New figures from Citizens Advice show three quarters of people seeking help with benefits or employment in 2020 had never contacted the charity before.
Many people made contact for the first time in their lives after losing jobs during the Covid-19 pandemic, the charity said.
Its advisors gave one-to-one advice to 1.1m people in 2020, which it said averages to 12 people a minute.
It also amassed a record-breaking 47.7m website page views, a 23% rise on 2019.
“We’re seeing people who have always been employed, say for 20 years at the same company, and need help navigating the benefits system for the first time after being made redundant,” said Jamie McGlynn, a contact centre manager.
The statistics, shared exclusively with the BBC, showed of 481,834 people seeking advice on benefits, 351,620 (73%) had never asked the charity for help before.
Similarly, 146,774 (83%) of 175,852 people needing help with employment issues sought advice for the first time.
“It’s really very sad,” said Mr McGlynn. “All we can do is keep going and do our best for them.
“We’d usually expect it to quieten down at Christmas, but we’re on track to see double the number of people as last December.”

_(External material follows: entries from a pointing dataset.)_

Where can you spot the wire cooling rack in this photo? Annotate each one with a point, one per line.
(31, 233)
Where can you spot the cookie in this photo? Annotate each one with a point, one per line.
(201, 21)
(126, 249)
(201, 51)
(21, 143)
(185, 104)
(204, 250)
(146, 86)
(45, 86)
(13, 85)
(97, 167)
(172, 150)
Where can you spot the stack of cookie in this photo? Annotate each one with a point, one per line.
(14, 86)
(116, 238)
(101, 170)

The most recent unemployment rate – for August to October – was 4.9%, according to the Office for National Statistics (ONS), which means 1.69 million people were unemployed.
As the first lockdowns began across Europe in March, advice pages on claiming refunds for cancelled holidays were most popular, before searches on sick pay surged.
When the government advised the population to stay at home, pages offering guidance relating to redundancy and universal credit became the most visited.
In June, it reported seeing people becoming “increasingly concerned” about redundancy.
When restrictions were tightened due to a second wave of infections in November, trends spiked in people searching for answers on self-isolation and rules around meeting other people.
Laiza, a nurse from Middlesbrough, was working for a private hospital on a mental health ward in early 2020, but lost her job when it was forced to close in March and patients were moved home.
The 54 year old, who had been working on a zero-hours contact, said by May she had “no money for food”, with her “gas and electricity down to almost zero on the meter”.
After seeking advice from the charity, Laiza managed to secure an advance payment on her universal credit before finding a job as a permanent nurse.
“The advisers really looked after me, they were always checking on me to see if I was OK,” she added.
Top five most-searched terms on the Citizens Advice website in 2020:
Source: Citizens Advice
Alistair Cromwell, acting CEO of Citizens Advice, said the data allowed the charity to “map the trajectory of the pandemic and its effect on people’s lives”.
“But the one constant has been the demand for advice,” he said.
“Over the past 10 months our frontline advisers have helped more than a million people, each with their own story and struggle.”